What’s clear from these two examples is that value engineering must remain true to its original purposes and not be used as a means of cutting costs. The repercussions of cutting costs on security systems in the two instances outlined above are serious. Imagine the damage done to a bank or hospital’s reputation if its data files were hacked, or if acts of fraud were committed and there was no way of identifying the perpetrators.
How does this fit with the principles of risk management, though? It can be argued that risk management could be used to ensure that value engineering is employed in its purest form, not as a means of cost-cutting.
For instance, the idea that everyone is part of the delivery team and that recruiting specialists help where necessary would allow for security professionals to be brought in at the design stage of a new facility or when it’s time to examine the redevelopment of an existing one. This would ensure that the decision-makers could make an informed choice on their security systems having consulted with the experts and understood that the functionality of a system may be compromised if it’s replaced by a cheaper model – resulting in a greater security risk for the business.
Value is subjective
One key issue is that defining value in terms of security technology is very subjective and pretty much depends on the building’s function, but this is where risk management can help reach a decision that’s best for the business.

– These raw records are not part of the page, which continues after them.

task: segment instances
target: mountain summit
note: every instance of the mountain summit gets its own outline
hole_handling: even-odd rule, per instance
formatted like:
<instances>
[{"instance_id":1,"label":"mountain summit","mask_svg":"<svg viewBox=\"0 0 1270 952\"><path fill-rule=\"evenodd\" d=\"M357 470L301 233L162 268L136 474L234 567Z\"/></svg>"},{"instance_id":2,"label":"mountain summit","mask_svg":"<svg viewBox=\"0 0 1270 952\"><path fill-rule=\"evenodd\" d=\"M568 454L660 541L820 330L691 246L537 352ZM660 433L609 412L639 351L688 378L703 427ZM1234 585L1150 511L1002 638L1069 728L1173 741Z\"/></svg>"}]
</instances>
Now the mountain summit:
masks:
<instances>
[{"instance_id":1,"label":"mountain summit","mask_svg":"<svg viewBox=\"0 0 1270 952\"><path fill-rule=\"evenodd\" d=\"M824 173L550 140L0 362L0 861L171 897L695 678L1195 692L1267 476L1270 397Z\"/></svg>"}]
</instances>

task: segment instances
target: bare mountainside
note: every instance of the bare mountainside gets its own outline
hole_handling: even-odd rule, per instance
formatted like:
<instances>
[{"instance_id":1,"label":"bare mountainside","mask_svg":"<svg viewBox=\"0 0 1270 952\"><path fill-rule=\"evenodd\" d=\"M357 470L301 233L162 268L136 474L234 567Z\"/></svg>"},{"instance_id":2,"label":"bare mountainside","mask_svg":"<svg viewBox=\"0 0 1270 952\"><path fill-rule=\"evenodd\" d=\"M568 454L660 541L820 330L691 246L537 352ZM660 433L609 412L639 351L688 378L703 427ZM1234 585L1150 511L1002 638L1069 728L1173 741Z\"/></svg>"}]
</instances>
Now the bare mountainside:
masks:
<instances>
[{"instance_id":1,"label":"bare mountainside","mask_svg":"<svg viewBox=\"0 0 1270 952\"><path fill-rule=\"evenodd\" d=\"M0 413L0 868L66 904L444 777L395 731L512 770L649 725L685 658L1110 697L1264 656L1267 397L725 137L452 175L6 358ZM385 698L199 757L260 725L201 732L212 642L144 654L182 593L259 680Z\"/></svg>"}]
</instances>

The notion that security is part of every technology decision and should not be seen as ‘an expensive add-on’ is entirely in tune with value engineering’s idea that every pound spent should deliver the greatest return. In the event of a security threat, this informed approach to risk management would enable the decisions made to stand up to scrutiny if the systems were able to repel that danger.
Equally true is that the decision to go with a cheaper system could be learned from and resolved quickly as there would be a record of the decision made and the rationale behind it.
Element within the supply chain
One problem with the construction project process is the fact that specialist contractors – in this case security installers – are very often not in direct contact with the client, but rather part of a supply chain. As a result, when value engineering is carried out the focus is more often than not on cost reduction.
Just as importantly, the perceived value of the systems is evaluated by the main contractor and client – or, in some cases, the designer – with little regard for the impact this will have on functionality. This may result in lower costs, but it may well not provide value for money in the long term if the cheaper system doesn’t deliver the kind of solution ultimately demanded by the host business.
The solution is to bring specialist contractors into the project team earlier and allow them to work directly with the client during the fledgling stages of the project. This means that the contractor who will ultimately be installing, commissioning and maintaining the system can provide its insight and expertise around what system best suits the client’s business needs.
For their part, the end user customer can then make an informed choice about what security systems they want in their building.
The approach outlined would mean the risks to a business have been mitigated due to advice having been offered by specialists and duly taken on board by the client, and that system functionalities have been the priority as opposed to the overall cost.
In a sense, this highlights how the disciplines of risk management and value engineering can work together for the overall benefit of the building’s operation and its end users.
Sadly, it’s a lesson many of today’s businesses end up learning the hard way.